3.2. Molecular features of stage 4S NB

Except Dein, a single novel gene with high expression in stage 4S NB (Voth et al., 2007), no genes set identifying this subtype of disease has been reported so far. Our transcriptome analysis confirms the marked difference of genomic alterations within stage 4 NB between infants and children and thus validates the age‐based clinical classification. However a small number of [1yr⁺] stage 4 tumor specimens at diagnosis prevents us from validating the proposed 18‐month cut‐off age for discriminating between high risk and non‐high risk NB (London et al., 2005). A recent study ofMYCN‐non‐amplified stage 4 NB shows that tumors transcriptome profiling can identify subgroups with different outcomes (Asgharzadeh et al., 2006).

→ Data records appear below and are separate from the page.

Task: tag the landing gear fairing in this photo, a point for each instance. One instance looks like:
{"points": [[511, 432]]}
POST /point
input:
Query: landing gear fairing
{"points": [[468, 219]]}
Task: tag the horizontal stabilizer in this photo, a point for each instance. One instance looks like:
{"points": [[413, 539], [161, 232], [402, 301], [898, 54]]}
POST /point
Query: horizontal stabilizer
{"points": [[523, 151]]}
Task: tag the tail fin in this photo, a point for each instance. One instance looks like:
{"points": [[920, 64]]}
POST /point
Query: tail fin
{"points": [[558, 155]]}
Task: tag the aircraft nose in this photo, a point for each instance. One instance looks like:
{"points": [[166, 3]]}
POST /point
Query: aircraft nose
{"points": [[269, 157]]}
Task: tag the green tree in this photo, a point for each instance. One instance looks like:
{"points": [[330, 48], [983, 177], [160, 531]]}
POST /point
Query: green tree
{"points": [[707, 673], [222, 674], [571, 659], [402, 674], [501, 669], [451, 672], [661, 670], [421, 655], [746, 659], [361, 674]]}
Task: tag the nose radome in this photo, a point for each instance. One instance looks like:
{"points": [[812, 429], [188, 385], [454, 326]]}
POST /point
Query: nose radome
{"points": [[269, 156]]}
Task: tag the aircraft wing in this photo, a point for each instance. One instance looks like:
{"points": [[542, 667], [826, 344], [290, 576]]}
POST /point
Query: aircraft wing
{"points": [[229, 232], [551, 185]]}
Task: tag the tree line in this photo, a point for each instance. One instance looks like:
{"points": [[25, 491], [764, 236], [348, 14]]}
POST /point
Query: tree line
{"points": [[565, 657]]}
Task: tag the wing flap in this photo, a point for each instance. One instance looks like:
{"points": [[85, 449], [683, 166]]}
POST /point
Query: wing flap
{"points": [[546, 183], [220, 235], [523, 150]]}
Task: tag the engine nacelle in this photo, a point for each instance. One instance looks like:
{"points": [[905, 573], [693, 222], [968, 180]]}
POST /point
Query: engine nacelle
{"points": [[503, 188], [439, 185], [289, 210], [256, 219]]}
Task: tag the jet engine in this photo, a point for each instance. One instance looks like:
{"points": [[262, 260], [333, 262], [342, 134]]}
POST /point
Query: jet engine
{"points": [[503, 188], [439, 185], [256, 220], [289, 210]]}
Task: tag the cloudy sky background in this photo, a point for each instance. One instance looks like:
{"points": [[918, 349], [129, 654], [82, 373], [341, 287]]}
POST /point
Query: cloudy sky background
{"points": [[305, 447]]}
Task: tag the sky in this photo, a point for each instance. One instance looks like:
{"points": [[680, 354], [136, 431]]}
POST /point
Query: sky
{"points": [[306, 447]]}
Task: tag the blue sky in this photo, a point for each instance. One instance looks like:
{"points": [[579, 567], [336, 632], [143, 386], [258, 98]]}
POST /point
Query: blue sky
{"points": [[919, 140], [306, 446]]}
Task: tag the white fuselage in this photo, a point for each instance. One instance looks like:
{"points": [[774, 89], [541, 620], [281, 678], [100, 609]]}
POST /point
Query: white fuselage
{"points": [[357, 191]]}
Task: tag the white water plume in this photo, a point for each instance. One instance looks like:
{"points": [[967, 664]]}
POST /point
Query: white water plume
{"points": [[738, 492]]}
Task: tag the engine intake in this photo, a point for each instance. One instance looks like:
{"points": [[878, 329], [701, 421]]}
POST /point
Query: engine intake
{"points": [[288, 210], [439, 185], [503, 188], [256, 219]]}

The combination of genes clusterings with theS.B.I.M.E. data provides a molecular stage 4S NB portrait in facets regarding neuro‐ectodermal embryogenesis in agreement with recent findings (Fischer et al., 2006), mitochondrial and fatty acids metabolism activities, transcription factors expression and inflammatory/immune response.

Differential up‐regulation of PBX3 and GABRHO2 receptor transcript levels were observed. The homeodomain transcription factor PBX3 is expressed at high levels in the developing nervous central system including the medulla oblongata involved in respiration control. PBX3‐deficient mice die, within a few days of birth, from central respiratory hypoventilation syndrome (Rhee et al., 2004). Remaining to be elucidated is the role PBX3 plays relative to PHOX2B, the genetic determinant of the Ondine syndrome and proposed as being involved in NB oncogenesis (Trochet et al., 2004). Similarly, the channel GABRHO2 receptor, a Ca2+ current inhibitorvia G‐protein‐coupled mechanisms in sympathetic neurons (Filippov et al., 2000), might represent a trophic factor involved in neuroblast development. These evidence suggest stage 4S notper se a “metastatic” disease, but rather multifocal dysregulated proliferations of embryonal neuroblasts.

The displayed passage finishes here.